I’m a list-maker. Let’s face it. I live and die by the lists, scattered across my desk and in my planner on sticky notes, when in reality I could probably cross the things off my list faster if I didn’t write the list in the first place. But apparently people like lists? We’re lazy. We want to skim through something quick and say “Does this apply to me?”
So how do you know you’re just as broke and just as collegiate as myself?
1. You buy what’s on sale.
A few weeks ago, soup was 10 for $10 at Martin’s. And suddenly, I’m on a Progresso kick. Feed myself for a dollar? That’s beautiful. I think I spent $2 on groceries that week because the rest I bought at Target with a gift card. And I actually bought this Michelina’s frozen entree because it was a dollar at Walmart, only to discover that their version of tortellini alfredo was much smaller and more pathetic than mine.
2. You get the cheesy bread because it’s free, not because you plan on eating it.

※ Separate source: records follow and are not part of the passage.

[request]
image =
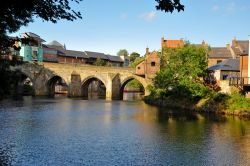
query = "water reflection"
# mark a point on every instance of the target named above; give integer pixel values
(98, 132)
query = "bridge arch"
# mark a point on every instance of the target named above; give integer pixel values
(56, 84)
(93, 87)
(125, 81)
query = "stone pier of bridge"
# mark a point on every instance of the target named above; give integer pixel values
(77, 78)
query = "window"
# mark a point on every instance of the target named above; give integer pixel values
(219, 61)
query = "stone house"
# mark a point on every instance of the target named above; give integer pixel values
(151, 65)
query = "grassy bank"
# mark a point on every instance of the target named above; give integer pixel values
(235, 104)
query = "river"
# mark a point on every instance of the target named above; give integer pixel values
(62, 131)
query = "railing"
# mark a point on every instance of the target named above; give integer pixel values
(239, 81)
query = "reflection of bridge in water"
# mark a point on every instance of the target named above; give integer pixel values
(78, 79)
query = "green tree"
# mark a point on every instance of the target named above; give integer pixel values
(182, 72)
(133, 56)
(122, 52)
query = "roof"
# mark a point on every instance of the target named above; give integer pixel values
(32, 35)
(114, 58)
(172, 43)
(244, 45)
(55, 44)
(55, 47)
(227, 65)
(72, 53)
(220, 52)
(96, 55)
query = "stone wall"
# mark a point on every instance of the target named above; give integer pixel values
(75, 75)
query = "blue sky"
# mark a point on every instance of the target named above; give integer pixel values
(110, 25)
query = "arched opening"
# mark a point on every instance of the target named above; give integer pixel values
(23, 85)
(132, 89)
(93, 88)
(57, 86)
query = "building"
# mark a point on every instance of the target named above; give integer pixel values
(219, 54)
(151, 65)
(32, 49)
(226, 69)
(241, 49)
(171, 43)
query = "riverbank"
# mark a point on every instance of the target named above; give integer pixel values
(233, 105)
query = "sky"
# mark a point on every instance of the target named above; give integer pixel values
(110, 25)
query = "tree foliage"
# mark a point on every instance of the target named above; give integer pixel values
(182, 72)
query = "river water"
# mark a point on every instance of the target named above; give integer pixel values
(65, 131)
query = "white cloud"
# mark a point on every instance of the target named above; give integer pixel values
(124, 16)
(231, 7)
(150, 16)
(215, 8)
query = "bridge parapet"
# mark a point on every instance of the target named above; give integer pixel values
(114, 78)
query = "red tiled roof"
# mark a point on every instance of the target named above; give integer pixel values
(173, 43)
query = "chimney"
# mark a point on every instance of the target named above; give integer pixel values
(248, 58)
(162, 42)
(203, 43)
(234, 43)
(147, 51)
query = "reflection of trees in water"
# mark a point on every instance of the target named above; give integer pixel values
(6, 156)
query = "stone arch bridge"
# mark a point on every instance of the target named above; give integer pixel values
(76, 76)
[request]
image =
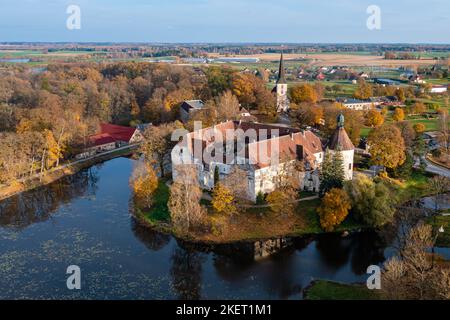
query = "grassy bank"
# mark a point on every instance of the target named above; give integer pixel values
(250, 224)
(443, 239)
(328, 290)
(55, 174)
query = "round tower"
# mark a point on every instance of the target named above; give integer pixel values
(340, 142)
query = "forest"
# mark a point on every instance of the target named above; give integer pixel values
(46, 116)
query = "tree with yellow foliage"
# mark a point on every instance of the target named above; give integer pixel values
(374, 118)
(144, 183)
(333, 209)
(282, 200)
(223, 199)
(303, 93)
(364, 90)
(387, 146)
(419, 127)
(399, 115)
(54, 149)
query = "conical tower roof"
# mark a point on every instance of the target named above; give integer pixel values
(340, 140)
(281, 78)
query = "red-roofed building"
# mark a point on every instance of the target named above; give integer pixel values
(264, 151)
(111, 136)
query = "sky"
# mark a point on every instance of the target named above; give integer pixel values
(226, 21)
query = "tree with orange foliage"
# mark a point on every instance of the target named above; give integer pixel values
(374, 118)
(399, 115)
(333, 209)
(223, 199)
(303, 93)
(144, 183)
(419, 127)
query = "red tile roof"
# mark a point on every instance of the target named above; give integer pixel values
(100, 139)
(118, 133)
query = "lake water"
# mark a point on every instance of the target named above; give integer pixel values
(85, 220)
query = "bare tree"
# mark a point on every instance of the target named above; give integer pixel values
(412, 275)
(185, 193)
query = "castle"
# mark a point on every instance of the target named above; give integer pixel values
(291, 145)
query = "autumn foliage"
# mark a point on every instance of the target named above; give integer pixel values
(333, 209)
(223, 199)
(144, 182)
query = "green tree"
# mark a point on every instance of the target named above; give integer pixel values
(387, 146)
(332, 174)
(373, 203)
(364, 90)
(333, 209)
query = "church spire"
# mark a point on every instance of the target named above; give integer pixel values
(281, 79)
(340, 120)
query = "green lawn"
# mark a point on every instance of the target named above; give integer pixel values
(443, 239)
(312, 226)
(414, 187)
(328, 290)
(365, 132)
(159, 210)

I ordered Domino’s last weekend and listened through the entire recording of the current specials, just to see if I could use one. And we get these free Cinnastix, Cheesy Bread or bread sticks with a purchase of $7.99 or more, so I whipped out that coupon–which has no expiration date–and got myself some free food.
3. Jeans are worn no less than two times.
Until they start hanging off you and you look like one of those kids who’s starving, they’re good. Jeans are durable. They take a lot of crap. Washing them after wearing them once is just going to make them faded. Besides, they fit better the second time.
4. You spend eight hours on campus because it saves gas.
I could go back and forth twice a week, but think about how much that small distance saves me in gas each week. Right, barely anything. The point is, it’s gonna add up. I’m convinced.
5. You start printing on both sides of the paper.
I’ve been known to do this. I’ve also been known to reduce the font size, change the margins, and otherwise reformat something just to save half a page of paper. Last week, a girl was in the SMAD lounge (a study room for people in my major) trying to read a pdf file sideways. She actually turned to me to ask if I knew how to rotate the file so she didn’t have to print it. Either she’s going green or she’s trying not to spend money printing. You decide.
6. Waiting in line for an hour and a half in the cold doesn’t seem that bad if you get a free t-shirt.
Last week our student government association gave out 3,333 free t-shirts for Homecoming. The lines were wrapped around the quad, as people seriously camped out way too early for their chance for a t-shirt. One more day you don’t have to do laundry?
7. You live by the fruit rule.
It’s simple: you can take one piece of fruit from either of the two all-you-can-eat places on campus when you leave. Even if you don’t want an apple, you get the apple because who knows when you’re going to be hungry.
8. You reprioritize how you spend your money.
What’s more important: milk or Doritos? My best friend would say Doritos. My roommate would probably tell you it’s sugar and flour. She actually admitted scrimping on groceries just to afford baking ingredients. So whatever your passion is (baking or otherwise), you probably spend more money on it.
9. Abusing the local library is acceptable.
Over the summer, I read maybe thirty or forty books. If I had honestly bought all of those, I would have spent hundreds of dollars. And some of them sucked. Lesson? Library books are free and you can put in requests to have them transferred to your library.